Langit mulai mendung. Dalam perjalanan yang entah kemana, aku menggunakan kakiku kemanapun ia mau. Dengan arah yang tak jelas, setelah menolak tawaran Kak Gilang untuk singgah kembali dirumahnya. Bukan maksud tak ingin lagi menerima bantuannya. Tapi aku merasa lebih menyedihkan jika terus menggantung pada seseorang yang sebenarnya belum terlalu dekat denganku.
Jika keadaanku sedang menyedihkan, aku berharap hanya aku yang tahu. Sebab sejak kecil semua orang menginginkan kehidupan sepertiku. Dan aku menjadi tidak berani menunjukan sisi yang tak mereka inginkan. Seperti berjalan sendiri di tengah keramaian seperti ini. Berusaha berkamuflase, bersembunyi dari nasib buruk. Meskipun aku selalu tahu, kita tak pernah bisa bersembunyi dari pandangan langit.
Langit. Sekarang ia sedang kelabu. Sejenak aku kerasa ia temanku sore ini. Hai kelabu, bertahanlah sebentar. Tak lama lagi pasti cahaya akan datang, dan warnamu akan kembali biru terang. Aku tersenyum tipis sambil mengangkat kepalaku melihat langit. Sedikit penghiburan palsu untuk diri sendiri.
Tes. Seakan merespon perkataanku, langit akhirnya menurunkan air-air tubuhnya. Mungkin inilah caranya memelukku. Seakan ia sudah tidak bisa lagi membendung kesedihannya dan runtuh didalam pelukanku. Tubuhku dengan sukarela menerima semua tetes yang ia kirim. Beberapa orang mulai berlarian menghindari tangisnya. Namun aku masih dengan kecepatan langkah yang sama sejak mungkin setengah jam yang lalu. Setelah meninggalkan sahabatku.

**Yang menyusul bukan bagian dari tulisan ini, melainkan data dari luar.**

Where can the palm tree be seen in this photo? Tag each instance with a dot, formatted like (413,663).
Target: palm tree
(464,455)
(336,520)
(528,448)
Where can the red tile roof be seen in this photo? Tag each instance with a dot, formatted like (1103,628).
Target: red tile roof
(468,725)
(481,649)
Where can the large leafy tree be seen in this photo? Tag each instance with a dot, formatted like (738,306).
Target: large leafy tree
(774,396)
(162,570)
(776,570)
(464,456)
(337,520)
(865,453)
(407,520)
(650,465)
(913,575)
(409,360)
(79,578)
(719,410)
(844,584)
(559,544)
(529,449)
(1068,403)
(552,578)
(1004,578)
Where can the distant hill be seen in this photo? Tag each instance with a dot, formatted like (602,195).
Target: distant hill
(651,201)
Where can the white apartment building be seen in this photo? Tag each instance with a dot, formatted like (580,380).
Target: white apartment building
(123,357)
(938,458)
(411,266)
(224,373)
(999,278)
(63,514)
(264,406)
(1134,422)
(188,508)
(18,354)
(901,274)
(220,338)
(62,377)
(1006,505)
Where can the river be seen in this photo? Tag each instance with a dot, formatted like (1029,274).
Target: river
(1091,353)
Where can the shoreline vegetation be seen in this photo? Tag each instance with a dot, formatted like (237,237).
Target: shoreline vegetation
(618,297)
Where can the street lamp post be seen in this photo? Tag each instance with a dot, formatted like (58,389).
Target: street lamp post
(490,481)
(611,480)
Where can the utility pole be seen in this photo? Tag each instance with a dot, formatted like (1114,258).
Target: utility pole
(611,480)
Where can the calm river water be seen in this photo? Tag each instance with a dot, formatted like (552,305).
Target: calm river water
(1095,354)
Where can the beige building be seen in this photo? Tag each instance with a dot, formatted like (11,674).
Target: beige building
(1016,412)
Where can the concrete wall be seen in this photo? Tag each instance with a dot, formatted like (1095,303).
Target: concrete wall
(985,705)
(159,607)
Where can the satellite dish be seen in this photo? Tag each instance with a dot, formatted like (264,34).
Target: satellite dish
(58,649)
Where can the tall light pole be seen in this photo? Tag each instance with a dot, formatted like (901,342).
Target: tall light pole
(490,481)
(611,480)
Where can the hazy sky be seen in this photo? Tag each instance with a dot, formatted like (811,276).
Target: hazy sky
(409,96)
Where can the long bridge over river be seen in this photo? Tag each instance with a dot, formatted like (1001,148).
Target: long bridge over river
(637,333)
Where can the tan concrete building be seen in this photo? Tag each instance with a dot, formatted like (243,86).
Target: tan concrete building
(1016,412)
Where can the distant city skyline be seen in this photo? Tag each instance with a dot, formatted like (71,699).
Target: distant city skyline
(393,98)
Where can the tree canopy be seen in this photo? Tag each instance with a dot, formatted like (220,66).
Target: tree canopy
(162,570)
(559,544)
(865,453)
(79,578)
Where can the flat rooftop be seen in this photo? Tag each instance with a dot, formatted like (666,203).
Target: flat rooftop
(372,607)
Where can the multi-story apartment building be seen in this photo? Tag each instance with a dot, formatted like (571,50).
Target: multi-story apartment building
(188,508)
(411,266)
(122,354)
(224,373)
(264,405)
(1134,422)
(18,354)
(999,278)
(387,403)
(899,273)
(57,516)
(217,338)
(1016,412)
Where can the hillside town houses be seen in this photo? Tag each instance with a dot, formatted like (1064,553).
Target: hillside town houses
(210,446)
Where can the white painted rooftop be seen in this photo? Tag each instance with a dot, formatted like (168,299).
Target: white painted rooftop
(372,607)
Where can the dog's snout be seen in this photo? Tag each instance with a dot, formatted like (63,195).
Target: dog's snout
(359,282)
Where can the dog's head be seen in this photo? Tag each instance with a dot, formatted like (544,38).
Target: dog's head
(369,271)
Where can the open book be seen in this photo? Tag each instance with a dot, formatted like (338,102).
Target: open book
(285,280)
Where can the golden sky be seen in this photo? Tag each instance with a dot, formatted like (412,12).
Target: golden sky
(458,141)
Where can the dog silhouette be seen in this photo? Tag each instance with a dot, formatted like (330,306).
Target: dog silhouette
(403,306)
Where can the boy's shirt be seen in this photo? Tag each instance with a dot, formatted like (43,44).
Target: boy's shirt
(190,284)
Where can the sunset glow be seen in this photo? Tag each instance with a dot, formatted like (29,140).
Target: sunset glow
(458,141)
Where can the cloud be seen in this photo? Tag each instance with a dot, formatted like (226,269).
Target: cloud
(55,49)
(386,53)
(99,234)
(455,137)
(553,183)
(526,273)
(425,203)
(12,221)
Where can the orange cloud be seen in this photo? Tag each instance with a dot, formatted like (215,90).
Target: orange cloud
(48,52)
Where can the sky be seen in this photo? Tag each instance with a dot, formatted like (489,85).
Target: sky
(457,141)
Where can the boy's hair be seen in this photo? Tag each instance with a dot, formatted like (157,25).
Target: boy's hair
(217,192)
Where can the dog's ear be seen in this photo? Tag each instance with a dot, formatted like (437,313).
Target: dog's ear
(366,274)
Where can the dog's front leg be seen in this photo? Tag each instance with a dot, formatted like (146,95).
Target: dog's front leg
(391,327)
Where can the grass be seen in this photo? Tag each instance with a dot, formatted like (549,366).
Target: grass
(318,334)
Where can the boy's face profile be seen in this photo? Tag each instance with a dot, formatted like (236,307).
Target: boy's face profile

Langit, sepertinya aku juga ingin runtuh sejenak diantara airmu. Mataku juga sepertinya sudah tidak bisa lagi membendungnya.
Hiks....
Seperti anak kecilnya yang baru bangun tidur dan tidak menemukan siapapun dirumahnya. Air mata kutumpahkan semua di wajah basahku. Tak ada yang kutahan. Senggukan dari dadaku yang sesakpun aku keluarkan. Tubuhku yang sudah basah kuyup bergetar sambil berjalan dengan tempo yang semakin lambat. Kakiku mulai lemas, segera kucari tempat untuk bisa duduk sebentar. Agar upacara kesedihanku semakin khidmat. Hanya aku dan langit yang saling berpelukan dari kejauhan.
Aku duduk sejenak dan memejamkan mataku. Rasanya kepalaku berputar. Tak lama tiba-tiba hujan berhenti disekitarku. Ternyata seseorang memayungiku.
"Laudya?" Tanyanya.
Ah, ibu panti. Aku berusaha berdiri dan menyapanya, tapi....
BRUKKKK. Seketika semua gelap, dan aku tak ingat apa-apa.
Perlahan-lahan aku membuka mataku yang berat. Kudapati tubuhku sedang berbaring di tempat yang sangat kukenal. Tak perlu waktu lama untuk menyadarinya. Semua aroma ruangan ini adalah saksi kehidupanku. Benda-benda yang berada disini lebih tahu diriku dibanding rumahku sendiri. Kamar Zia.
Meski kamar ini pernah menjadi tempat paling nyaman. Tetapi untuk pertama kalinya aku ingin bergegas pergi dari sini. Mengingat sedang seperti apa hubunganku dengannya. Namun baru saja aku ingin berdiri aku merasakan sekujur tubuhku sakit. Aku terduduk di ranjang dan memegangi kepalaku yang juga terasa sakit sekali. Sedikit demi sedikit kukumpulkan tenagaku untuk berdiri. Tapi belum juga terkumpul, dering handphone mengagetkanku.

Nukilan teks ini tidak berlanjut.